Noche de confirmaciones y nuevas ilusiones en el Falla
La chirigota de 'El Bizcocho' mantiene el buen nivel de años anteriores y el coro de Nandi Migueles recupera sensaciones perdidas
Esta 16ª sesión de clasificatorias del Concurso Oficial de Agrupaciones del Gran Teatro Falla contaba con la particularidad de que sobre las tablas coincidían, al principio y al final, dos agrupaciones que, por una razón o por otra, no acabaron el pasado certamen con un buen sabor de boca.

Por un lado, el coro de Nandi Migueles, cuya apuesta no cuajó desde un primer momento y eso lo resiente un grupo que cuando llega con un proyecto sólido y sin fisuras suele pegar desde el primer día y no tiene rivales.
La chirigota de 'El Bizcocho' tampoco salió bien parada del pasado COAC 2018. En su caso contó con el beneplácito de crítica y público pero su repertorio no recibió la consideración necesaria para poder acceder a las semifinales.
Ópera Cádiz evidenció desde el primer momento que rescata aquellos coros de Nandi Migueles que encandilan al respetable. Música exquisitamente cuidada y una puesta en escena colorista y alegre.
Excelentes sensaciones con una impresión de que este año, si mantiene el nivel del primer día, estará en una pelea de la que se alejó el pasado febrero. Y mucho que se agradece porque su autor y su tropa tienen una forma singular y sana de entender el COAC.

La chirigota de 'El Bizcocho' 'Los jarabes de palo' demostró que lo de Manué de 2017 no fue una casualidad. Ingenio a raudales para un tipo arriestado -una vez más- y que dará mucho que hablar.
Tiene muchas virtudes pero quizás la principal es la capacidad de explotar la idea hasta límites insospechados. Han aprendido y pronto estos buenos chirigoteros de San José de la Rinconada. Que no se pierda la magia.

El resto como siempre, con altibajos, apenas ofreció detalles de calidad. 'Los que vienen de etiqueta' fue una de esas agrupaciones que sobresalió en cierta medida frente a la mediocridad general. Tipo muy simpático, pero repertorio poco innovador, más que nada porque llevamos 16 días de Concurso.

En ese tono de discreción tan recurrente se movió la comparsa de Jaén 'El viejo verde'. Se agradece como siempre la voluntad de venir hasta la casa de los ladrillos coloraos con una propuesta al menos trabajada. Saben de sus limitaciones y vienen a lo que vienen.

Algo parecido se puede decir de la comparsa de Madrid 'La trupe', aunque un escalón por debajo que la de Jaén. Apenas dejaron detalles reseñables, más que la ilusión de las caras por debutar en el Falla y el cariño que se llevaron de un respetable más que nunca respetable con ellos.

No estuvo a la altura de las circunstancias la otra apuesta de 'El Bizcocho' para esta noche de coplas, bajo la denominación de 'Aquí veo premio'. Todo demasiado previsible.
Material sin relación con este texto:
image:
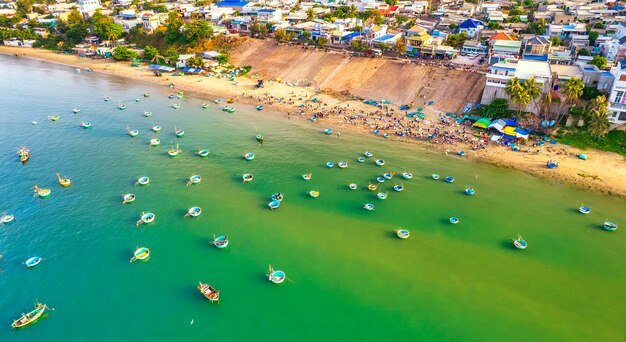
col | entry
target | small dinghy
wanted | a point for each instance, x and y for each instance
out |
(32, 262)
(194, 179)
(194, 211)
(276, 276)
(403, 233)
(140, 254)
(220, 241)
(146, 218)
(520, 243)
(209, 292)
(128, 198)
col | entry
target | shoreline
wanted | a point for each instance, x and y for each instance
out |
(603, 171)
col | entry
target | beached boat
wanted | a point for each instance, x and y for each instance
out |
(194, 211)
(64, 181)
(140, 254)
(520, 243)
(610, 226)
(30, 317)
(403, 233)
(128, 198)
(146, 218)
(209, 292)
(42, 193)
(247, 177)
(32, 262)
(276, 276)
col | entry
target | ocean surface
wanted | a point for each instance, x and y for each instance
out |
(348, 276)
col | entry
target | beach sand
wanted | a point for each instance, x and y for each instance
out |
(603, 171)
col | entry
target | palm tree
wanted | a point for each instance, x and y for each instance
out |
(599, 121)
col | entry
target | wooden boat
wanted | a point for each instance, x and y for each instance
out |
(140, 254)
(194, 211)
(220, 241)
(209, 292)
(276, 276)
(30, 317)
(520, 243)
(65, 182)
(194, 179)
(42, 193)
(610, 226)
(32, 262)
(128, 198)
(247, 177)
(146, 218)
(403, 233)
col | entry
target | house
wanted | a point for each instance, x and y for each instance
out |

Eso sí contar con la hinchada a favor siempre te hace jugar con cierta ventaja.

Más simpática y surrealista hasta límites insospechados se mostró la chirigota isleña 'Los niños de Mari Carmen'. Se agradece que la falta de repertorio generalizada en esta primera fase compense con estas ideas tan 'estrambóticas'. Chirigota canalla que ya dejó muy buenas sensaciones en 2018.
Se esperaba con notable expectación el retorno de Jesús Monje tras su experiencia como presidente del jurado hace un año. Y, precisamente, 'El jurado' fue el nombre elegido para su nueva aventura. Al final, lógicamente, no tenía nada que ver. Impactó por el compromiso y la intensidad de sus letras.